# re-lacing moccasins...



## Thom Browne's Schooldays (Jul 29, 2007)

I picked up a really nice pair of LL Bean's heavy-duty handsewn boat shoes. Only problem is that the leather lace is un-laced.

Any tricks on how to re-lace such a shoe, I'm talking of course about threading through the sides and heel.


----------



## EastVillageTrad (May 12, 2006)

That is tough one! I've though about that too - since they are LLB, you can likely send them in for repair.


----------



## chatsworth osborne jr. (Feb 2, 2008)

Timberland used to sell a repair kit that had a needle -well actually it was more like a metal knitting needle with a threaded axial hole opposite the blunted end. You cut the lace end at a taper, screwed it in and fished the needle around through the grommets.

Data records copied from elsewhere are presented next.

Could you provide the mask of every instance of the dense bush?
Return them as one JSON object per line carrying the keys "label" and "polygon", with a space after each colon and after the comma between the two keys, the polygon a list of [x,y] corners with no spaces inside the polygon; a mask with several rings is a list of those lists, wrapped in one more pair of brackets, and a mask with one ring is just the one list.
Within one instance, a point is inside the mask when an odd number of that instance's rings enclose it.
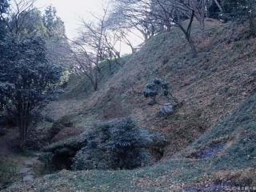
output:
{"label": "dense bush", "polygon": [[[145,98],[150,98],[152,101],[148,104],[153,106],[158,103],[157,97],[164,96],[168,99],[178,103],[178,100],[170,93],[170,86],[168,82],[155,78],[152,82],[147,83],[142,90]],[[159,103],[158,103],[159,104]]]}
{"label": "dense bush", "polygon": [[164,140],[159,134],[138,128],[131,118],[104,122],[85,137],[87,146],[75,155],[74,170],[130,170],[150,165],[146,148],[155,140]]}

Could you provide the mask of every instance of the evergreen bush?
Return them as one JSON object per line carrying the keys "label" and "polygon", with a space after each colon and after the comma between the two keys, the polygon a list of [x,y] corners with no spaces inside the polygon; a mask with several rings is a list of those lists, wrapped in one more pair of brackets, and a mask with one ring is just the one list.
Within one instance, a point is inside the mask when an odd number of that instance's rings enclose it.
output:
{"label": "evergreen bush", "polygon": [[138,128],[130,117],[104,122],[85,137],[87,146],[76,154],[74,170],[130,170],[150,165],[146,147],[156,138],[165,140],[160,134]]}
{"label": "evergreen bush", "polygon": [[152,99],[148,104],[154,106],[158,103],[157,96],[166,97],[169,101],[172,100],[176,104],[178,103],[178,99],[174,98],[170,93],[170,86],[168,82],[162,80],[162,78],[155,78],[152,82],[147,83],[142,90],[145,98],[150,98]]}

I've done it probably a dozen times.

Sperry sells one for $6 (link has redundant instructions)
Texas LeatherCraft has one for $2.39, I guess it's the same thing
Tandy Leather ($3.99) might even be local - I'm assuming 5" is long enough to go around the heel.

Of course in a pinch you can fully remove the lace and just lace it up like a normal shoe -laces are really long though.


----------



## Thom Browne's Schooldays (Jul 29, 2007)

Thanks,
Actually remembered an old baseball glove re-lacing tool I had.
A bit big but it did the job.


----------